Het was buiten bijna donker. Allerlei geluiden die ze niet konden thuisbrengen klonken op in de griend. Nu heb ik weer een wilgenhut, dacht Waldo. Een lichte rilling doortrok hem. Het werd langzaamaan koud. Even later was het volkomen donker. Alleen de olielamp gaf haar kleine licht. Een zoet-zware oliegeur vervulde de hut. Het was op een zacht suizelen na volkomen stil.
In deze autobiografische verhalenbundel verwoordt de auteur herinneringen aan zijn vroege jaren in het dijkdorp Sliedrecht. Dit dorp ligt ingeklemd tussen de brede stroom van de Merwede en het weidse polderland van de Alblasserwaard.
In deze oerwereld werden zijn eerste onuitwisbare indrukken geboren. Hier ging hij voor het eerst naar de kerk. Hier bouwde hij in het geheim een hut. Hier vertelden de grootouders hun verhalen over de oorlog.

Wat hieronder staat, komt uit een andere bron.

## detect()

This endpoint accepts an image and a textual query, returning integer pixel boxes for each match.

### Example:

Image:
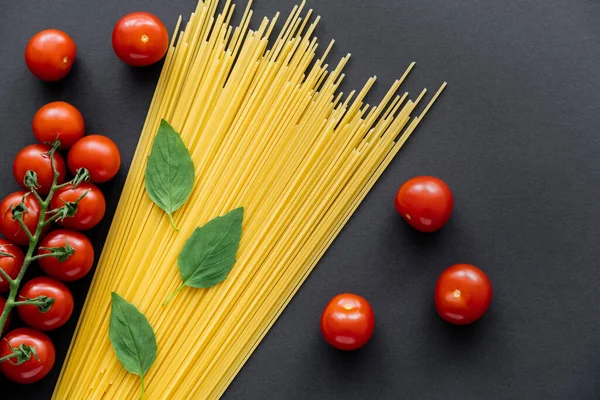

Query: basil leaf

[146,119,195,230]
[165,207,244,304]
[108,292,157,398]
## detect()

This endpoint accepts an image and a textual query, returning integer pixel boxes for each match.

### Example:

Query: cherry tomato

[25,29,76,82]
[321,293,375,350]
[0,192,40,246]
[112,12,169,67]
[0,296,12,337]
[38,229,94,282]
[435,264,492,325]
[68,135,121,183]
[17,276,74,331]
[32,101,85,150]
[0,238,25,293]
[0,328,56,383]
[50,183,106,231]
[396,176,454,232]
[13,143,67,195]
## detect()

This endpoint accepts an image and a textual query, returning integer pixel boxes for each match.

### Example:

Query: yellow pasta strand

[53,0,446,400]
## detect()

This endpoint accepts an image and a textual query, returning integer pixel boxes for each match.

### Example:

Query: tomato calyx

[0,343,40,365]
[71,168,90,189]
[49,190,89,221]
[13,296,55,314]
[36,239,75,262]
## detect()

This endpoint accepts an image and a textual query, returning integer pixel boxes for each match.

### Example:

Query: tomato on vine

[13,143,67,195]
[50,183,106,231]
[396,176,454,232]
[0,192,40,246]
[68,135,121,183]
[38,229,94,281]
[31,101,85,150]
[112,12,169,67]
[321,293,375,350]
[435,264,492,325]
[0,328,56,383]
[25,29,77,82]
[0,238,25,294]
[17,276,74,331]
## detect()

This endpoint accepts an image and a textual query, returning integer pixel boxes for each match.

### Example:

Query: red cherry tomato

[17,276,74,331]
[0,296,12,337]
[25,29,76,82]
[396,176,454,232]
[32,101,85,150]
[0,192,40,246]
[112,12,169,67]
[435,264,492,325]
[321,293,375,350]
[68,135,121,183]
[50,183,106,231]
[38,229,94,282]
[0,238,25,293]
[0,328,56,383]
[13,143,67,195]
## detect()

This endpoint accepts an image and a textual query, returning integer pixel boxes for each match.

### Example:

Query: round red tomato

[396,176,454,232]
[13,143,67,195]
[112,12,169,67]
[0,296,11,337]
[68,135,121,183]
[32,101,85,150]
[0,192,40,246]
[38,229,94,282]
[50,183,106,231]
[435,264,492,325]
[0,238,25,293]
[0,328,56,383]
[25,29,76,82]
[17,276,74,331]
[321,293,375,350]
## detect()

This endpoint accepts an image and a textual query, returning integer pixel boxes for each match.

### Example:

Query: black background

[0,0,600,400]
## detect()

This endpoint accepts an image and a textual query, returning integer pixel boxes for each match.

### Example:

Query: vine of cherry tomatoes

[18,0,492,383]
[5,9,164,383]
[0,98,121,383]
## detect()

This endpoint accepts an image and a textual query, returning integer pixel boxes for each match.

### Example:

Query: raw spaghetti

[53,0,445,400]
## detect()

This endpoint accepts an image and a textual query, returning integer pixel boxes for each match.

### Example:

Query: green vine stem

[0,141,89,346]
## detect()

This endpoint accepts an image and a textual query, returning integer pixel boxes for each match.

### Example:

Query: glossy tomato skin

[321,293,375,350]
[13,143,67,195]
[0,192,40,246]
[50,183,106,231]
[0,238,25,293]
[25,29,77,82]
[38,229,94,282]
[0,328,56,384]
[112,12,169,67]
[435,264,492,325]
[68,135,121,183]
[31,101,85,150]
[17,276,74,331]
[0,296,12,337]
[395,176,454,232]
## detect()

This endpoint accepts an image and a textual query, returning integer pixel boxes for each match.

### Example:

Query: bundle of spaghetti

[53,0,444,400]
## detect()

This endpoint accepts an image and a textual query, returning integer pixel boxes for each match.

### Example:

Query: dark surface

[0,0,600,400]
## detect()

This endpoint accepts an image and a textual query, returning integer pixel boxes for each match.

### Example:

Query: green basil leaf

[146,119,195,230]
[165,207,244,304]
[108,292,157,398]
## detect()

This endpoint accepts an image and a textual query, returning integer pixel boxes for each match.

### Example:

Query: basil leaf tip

[146,119,195,231]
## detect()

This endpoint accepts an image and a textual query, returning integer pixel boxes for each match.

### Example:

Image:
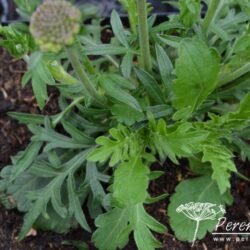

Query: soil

[0,49,250,250]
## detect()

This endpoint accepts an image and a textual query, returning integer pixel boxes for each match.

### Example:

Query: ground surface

[0,47,250,250]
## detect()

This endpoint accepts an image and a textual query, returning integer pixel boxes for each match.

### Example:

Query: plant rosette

[0,0,250,250]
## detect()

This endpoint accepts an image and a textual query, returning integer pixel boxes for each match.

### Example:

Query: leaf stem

[218,62,250,87]
[65,47,106,106]
[137,0,152,72]
[202,0,220,32]
[52,96,84,127]
[192,220,200,247]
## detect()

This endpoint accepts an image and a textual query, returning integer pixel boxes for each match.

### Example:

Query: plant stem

[218,62,250,87]
[192,220,200,247]
[65,47,106,106]
[137,0,152,72]
[202,0,220,32]
[52,96,84,127]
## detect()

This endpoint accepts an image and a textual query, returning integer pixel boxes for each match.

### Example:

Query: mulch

[0,49,250,250]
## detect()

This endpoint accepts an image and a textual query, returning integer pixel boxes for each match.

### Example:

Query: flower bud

[30,0,81,53]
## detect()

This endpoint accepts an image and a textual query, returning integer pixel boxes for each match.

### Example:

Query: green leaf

[113,156,149,206]
[173,39,220,117]
[80,162,110,218]
[32,74,48,109]
[28,120,90,152]
[11,142,42,181]
[88,125,143,166]
[92,204,166,250]
[121,53,134,78]
[150,119,209,164]
[67,173,91,232]
[110,10,129,48]
[111,104,144,126]
[178,0,201,27]
[100,78,142,111]
[155,44,174,91]
[202,144,237,194]
[19,150,90,240]
[135,68,165,104]
[8,112,44,125]
[92,208,130,250]
[168,176,229,242]
[131,204,166,250]
[83,44,134,56]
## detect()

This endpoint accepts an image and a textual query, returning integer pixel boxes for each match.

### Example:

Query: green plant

[0,0,250,250]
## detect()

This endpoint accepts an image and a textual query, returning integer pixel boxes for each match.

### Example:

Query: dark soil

[0,47,250,250]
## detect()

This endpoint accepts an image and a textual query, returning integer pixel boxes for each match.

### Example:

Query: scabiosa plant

[30,0,81,53]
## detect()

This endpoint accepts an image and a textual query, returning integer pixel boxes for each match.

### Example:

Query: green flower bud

[30,0,81,53]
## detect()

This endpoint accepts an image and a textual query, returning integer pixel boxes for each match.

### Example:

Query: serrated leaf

[101,78,142,111]
[92,208,130,250]
[111,104,144,126]
[8,112,44,124]
[113,156,149,206]
[88,125,142,166]
[173,38,220,116]
[202,144,237,194]
[135,68,165,104]
[83,44,134,56]
[151,119,209,164]
[110,10,129,48]
[11,142,42,181]
[131,204,166,250]
[92,204,166,250]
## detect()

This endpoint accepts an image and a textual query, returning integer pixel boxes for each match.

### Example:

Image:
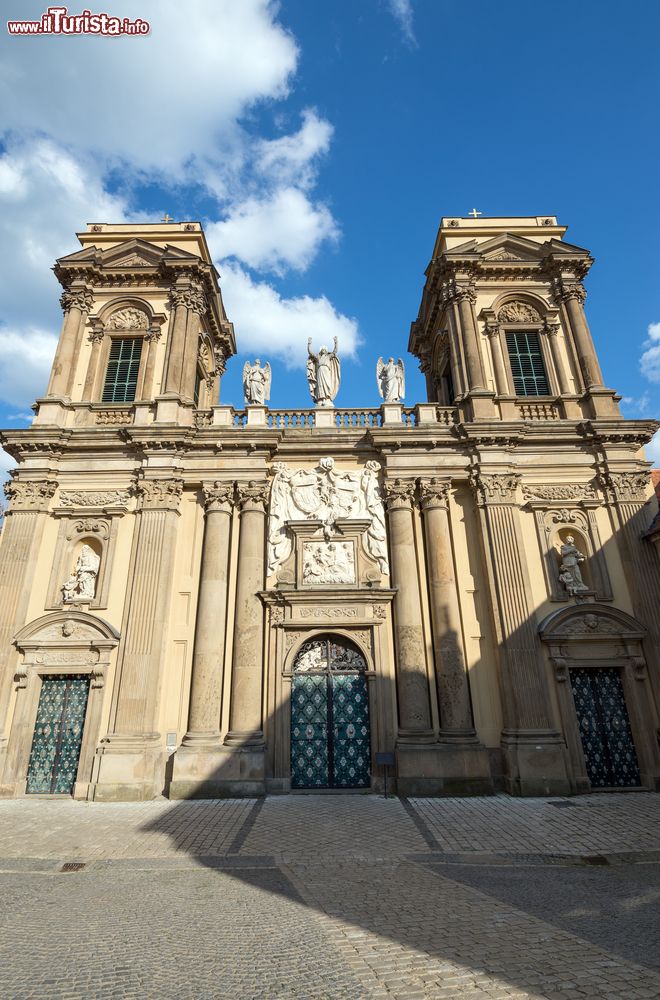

Bij monde van de hoofdpersoon Waldo worden deze herinneringen verbeeld en verwoord als een teloorgegane wereld: een wilgenparadijs.
Ewald Mackay (1964) is historicus en filosoof en promoveerde op een geschiedfilosofisch proefschrift. Hij is werkzaam als docent persoonlijke vorming, filosofie en geschiedenis aan Hogeschool Driestar-educatief te Gouda. Daarnaast is hij auteur van een twaalftal boeken.